I want to be clear before we continue: this is not an anti-airline article. I spent over 20 years working inside airline commercial management. I believe in airlines. I believe NDC is the right direction.
But there is a difference between the right direction and today's reality. And right now, if we are being honest (and I always prefer to be honest) that gap is still large.
What NDC Promised
The original promise, back around 2012 when IATA launched the NDC standard, was clear and logical. Airlines had spent decades filing static fares into the GDS and giving control of their product to a technology provider. The GDS showed every airline the same way: a list of prices, no context, no branding, no story. A full-service airline with a business class bed looked identical to a low-cost carrier with extra charges for everything.
NDC was going to change that. Rich offers. Dynamic pricing. Ancillaries included. Personalisation. The complete product flowing directly from the airline to the agent.
Agents would get better content. Airlines would get back control of their product. Passengers would get more relevant offers. A good idea, genuinely.
What Actually Happened
Some airlines have made real progress. Lufthansa Group, IAG - British Airways & Iberia - Air France/KLM have all invested seriously in NDC and the results are real. Singapore Airlines has reached the point where certain discounted economy fares simply do not exist in the GDS anymore. They are NDC only. If you do not have a working NDC connection, you cannot see those fares.
Think about what that means in practice. Not a seat selection. Not an upgrade. The actual fare - not available in the channel you work with every day.
For agencies in markets where NDC connectivity is still complicated or expensive to build - and this describes much of Southern Europe, the Balkans, and the Middle East - this creates a serious problem. Agents in these markets cannot offer their clients the same price as an agent who is connected to NDC. That is a commercial disadvantage, not a minor technical detail.
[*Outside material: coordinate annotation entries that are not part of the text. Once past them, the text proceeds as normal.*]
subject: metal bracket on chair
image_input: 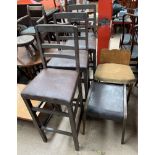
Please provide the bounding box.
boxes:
[98,18,110,26]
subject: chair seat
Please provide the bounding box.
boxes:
[21,26,36,35]
[95,63,135,84]
[121,34,131,44]
[87,82,124,120]
[47,50,88,69]
[123,45,138,59]
[21,68,78,104]
[66,37,96,50]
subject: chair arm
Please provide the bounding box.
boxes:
[36,16,45,24]
[17,15,29,23]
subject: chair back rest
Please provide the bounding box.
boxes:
[27,4,47,26]
[53,12,88,50]
[67,4,96,32]
[123,13,138,34]
[35,24,79,72]
[100,49,131,65]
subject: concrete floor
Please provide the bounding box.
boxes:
[17,35,138,155]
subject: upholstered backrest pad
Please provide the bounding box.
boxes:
[100,49,131,65]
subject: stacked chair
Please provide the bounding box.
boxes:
[21,24,83,150]
[120,13,138,75]
[83,49,135,144]
[19,1,135,150]
[53,12,89,99]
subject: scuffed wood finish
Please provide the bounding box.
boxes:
[17,84,39,121]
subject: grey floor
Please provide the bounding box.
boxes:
[17,35,138,155]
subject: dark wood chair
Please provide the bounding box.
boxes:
[120,14,138,74]
[52,12,89,99]
[119,13,138,48]
[67,4,97,73]
[21,24,83,150]
[17,4,47,36]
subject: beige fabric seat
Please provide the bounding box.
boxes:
[95,49,135,84]
[95,63,135,84]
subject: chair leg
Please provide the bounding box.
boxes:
[127,84,133,103]
[82,108,86,135]
[78,75,84,134]
[121,118,127,144]
[23,97,47,142]
[25,45,34,57]
[93,50,96,74]
[67,105,79,151]
[84,68,89,99]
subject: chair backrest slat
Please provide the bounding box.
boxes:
[53,12,88,50]
[42,43,74,50]
[35,24,80,72]
[100,49,131,65]
[67,4,96,32]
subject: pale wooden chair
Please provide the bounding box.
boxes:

And NDC was supposed to reduce these content differences, not create new ones.
Three (3) problems that nobody talks about openly:
The first is that NDC is not one standard. Every airline has built it in a different way. An agency that connects to Lufthansa NDC, Air France NDC, and Emirates NDC is managing three separate technical relationships - different aggregators, different data formats, different support contacts. Calling this a "standard" is generous.
The second is cost. Large OTAs and TMCs with technology teams can build NDC connections without too much difficulty. For the independent travel agency - which is the majority of agencies in Greece, Italy, Spain, and across the GCC - the investment is significant and the return is not always clear.
The third is that the benefits for passengers have been slow to arrive. Better offers and real personalisation were supposed to be the main result. When agents - often correctly - sense that NDC is mainly a way for airlines to reduce GDS costs rather than genuinely improve the product, trust is damaged. And in this industry, trust is what makes the relationship work.
Let's Also Be Fair to Airlines
Airlines were not wrong to push for change. GDS dependency was a real problem. Distribution costs were high. And the airlines doing NDC properly - Lufthansa, IAG, Air France-KLM, Singapore Airlines - have delivered better content and better commercial results.
Even American Airlines, which pulled significant content from legacy GDS channels and created a lot of friction, has since changed its position. At the Airline Distribution 2026 conference, the VP of Sales said clearly: "If any airline could fill every seat through its own channels, we would do that. But that is not the world that exists."
That is an honest statement. Airlines still need agents. Especially in Europe and the Middle East, where agency networks remain the primary sales channel.
The 10 Questions Travel Agents Should Ask Airlines (But Usually Don't)
This is where I want to stop being polite and start being practical. Most agents sit through NDC presentations and leave without asking the questions that actually matter to their daily work.
Here are the ones that tend to produce uncomfortable answers - and that you have every right to ask:
On managing bookings after they are made:
1. "If I need to reissue, revalidate, or change an NDC ticket - can I do this from my booking tool, or do I need to call your contact centre?" (For most airlines today: you call the call-centre.)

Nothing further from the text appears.